TaXML Presentation
TaXML Presentation
From: http://www.taxadmin.org/fta/meet/2000tech/andrson/
"TaXML Presentation."
By Michael Sanzi and Lesley Anderson
September 12, 2000
Also in:
http://www.taxadmin.org/fta/meet/2000tech/andrson/anderson.ppt
[Slide #1]
TaXML Presentation
Lesley Anderson
[Slide #2]
Introduction
"Straw man" XML-based schema
The schema authors
Notes:
Straw man
This schema is presented as a straw man -- it is a starting point for working with XML.
The people working on this were all tax professionals with many years of experience.
Even though this has been carefully reviewed, there may be
inconsistencies in the examples.
This proposal may not exactly meet the requirements of the agencies that would use it,
simply because there has not been sufficient (any!) communication between
developers and customers.
The Dev Team
Tax professionals with many years experience
Worked for 10 years developing commercial tax software for professional use
Worked at MS for the last 2 years developing the TaxSaver product
XML experience provided by programmers at MS
[Slide #3]
Agenda
Developing a hierarchy
Creating the schema
Creating the XML data file
Validating the XML data file with the schema
Displaying data using XSL
[Slide #4]
Developing a Hierarchy
Tax forms and electronic filing
Included fields that need data entered
Included data only once
Exceptions: key fields and placeholders
Notes:
Tax forms and electronic filing
Analyzed forms and flow, and reviewed the electronic filing specs
Looked for ways to logically group data, rather than just reiterate the forms
Looked for ways to economize the amount of data by avoiding duplication
Used descriptive tag names
Included entry fields
Entered fields on forms are included in the hierarchy
Subtotals and non-significant computed fields are not included
Included fields that would be computed on a worksheet or a form not supported
for this version. These are placeholders for a group of fields that would be entered
later.
Included data only once
If data appeared in more than one place, only included data at its source
entry point.
For example, advance EIC is entered on the W-2 and then carried to the 1040.
In our model, the field only shows on the W-2.
[Slide #5]
Forms Supported
Form 1040
Schedule A
Schedule B
Schedule C
Schedule E (pg.1)
Schedule EIC
Schedule F
Schedule H
Schedule J
Schedule R
Schedule SE
Form 1040A
Schedule 1
Schedule 2
Schedule 3
Form 1040EZ
Form 2210-F
Form 2441
Form 4255
Form 4562
Form 4797
Form 4835
Form 8606
Form 8615
Form 8812
Form 8815
Form 8828
Form 8829
Form 8839
Form 8863
Form 9465
Form W-2
Form 1099-INT, DIV, & MISC
Form 1099-R
Notes:
It is somewhat misleading to speak in terms of forms.

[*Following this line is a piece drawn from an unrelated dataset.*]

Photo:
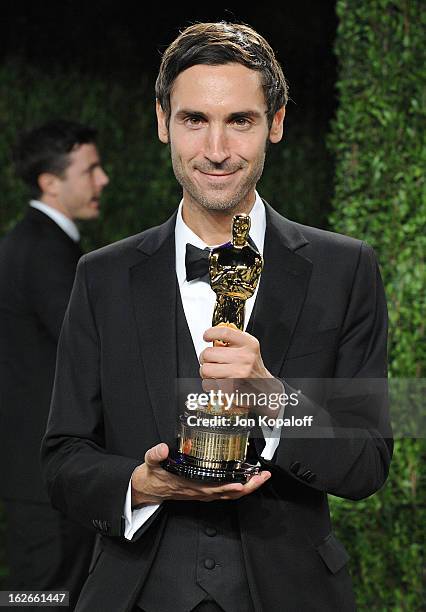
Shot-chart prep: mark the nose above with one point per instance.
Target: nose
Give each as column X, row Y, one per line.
column 216, row 146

It is more accurate to say that the fields with entered data, as contrasted
with computed data, are included in the schema.
[Slide #6]
At the Top of the Hierarchy
TaXML
Authentication
Identification
KeyID
TaxYear
Version
Major
Minor
IndividualTax
CorporateTax
W-2 & W-3
Notes:
TaXML
XML schemas must have a unique root element. In this case, it's TaXML.
There would of course, need to be elements for authentication, signon, and
versioning. This is not addressed in this hierarchy except for a couple of
placeholders. As security and transmissions needs are determined, this part
of the schema will be filled
Individual Tax is the top level for both federal and state income tax for individuals.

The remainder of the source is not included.